1 Corinthians 13, 1 Timothy 2, Anger, Colossians 3, Ecclesiastes 7, Ephesians 4, Evil, James 1, Jesus Manifesto, Love, Matthew 5, Peace, Psalm 37, Teachings, Titus 1
What is my mission? My mission, given to me by Jesus, is to love. That is it. That should be my day. That should be my motivation. Love should be my passionate focus.
“Do not repay anyone evil for evil. Be careful to do what is right in the eyes of everybody. If it is possible, as far as it depends on you, live at peace with everyone… ‘If your enemy is hungry, feed him; if he is thirsty, give him something to drink. In doing this you will heap burning coals on his head.’ Do not be overcome by evil, but overcome evil with good.” (Romans 12:17-18, 20-21)
Should I renounce anger? Jesus does not exhort me to get angry, as if this is anger were a good motivator or energy for positive action. (This is the kind of thing that many Psychologists and “pop psychologists” in in our culture today teach.) The context of Ephesians 4:25-32 is exactly the opposite! Paul is saying when you feel angry, don’t act on it! Don’t hold onto anger and don’t let it motivate you because it easily leads to unwholesome talk and other sins. It gives the devil a foothold in your life. It grieves the Holy Spirit. It harms you and others.
Instead of getting angry at people Paul teaches us to, “Be kind and compassionate to one another, forgiving each other, just as in Christ God forgave you” (Ephesians 4:32).

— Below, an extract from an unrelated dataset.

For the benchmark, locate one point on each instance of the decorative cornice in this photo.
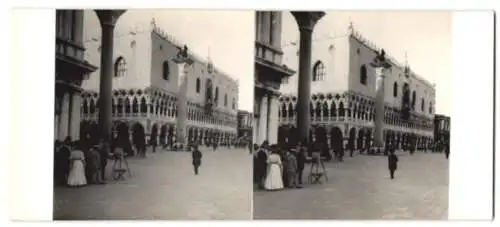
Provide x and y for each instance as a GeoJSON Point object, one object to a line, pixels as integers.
{"type": "Point", "coordinates": [306, 20]}
{"type": "Point", "coordinates": [109, 17]}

“In your anger do not sin: Do not let the sun go down while you are still angry… Do not let any unwholesome talk come out of your mouths, but only what is helpful for building others up according to their needs, that it may benefit those who listen… Get rid of all bitterness, rage and anger, brawling and slander, along with every form of malice. Be kind and compassionate to one another, forgiving each other, just as in Christ God forgave you.” (Ephesians 4:26, 29 31-32)
An honest reading of the Bible’s wisdom on anger would never come away with this advice that anger is good! The consistent counsel in Scripture about anger is to be careful with it and to set it aside.
Ephesians 4:31 (NASB95) — Let all bitterness and wrath and anger and clamor and slander be put away from you, along with all malice.
“I tell you that anyone who is angry with his brother will be subject to judgment.” (Matthew 5:22)
Psalm 37:8 (NASB95) — Cease from anger and forsake wrath; Do not fret; it leads only to evildoing.
Colossians 3:8 (NASB95) — But now you also, put them all aside: anger, wrath, malice, slander, and abusive speech from your mouth.
1 Timothy 2:8 (NASB95) — Therefore I want the men in every place to pray, lifting up holy hands, without wrath and dissension.
1 Corinthians 13:5 (NASB95) — Love does not act unbecomingly; it does not seek its own, is not provoked, does not take into account a wrong suffered.
Ecclesiastes 7:9 (NASB95) — Do not be eager in your heart to be angry, For anger resides in the bosom of fools.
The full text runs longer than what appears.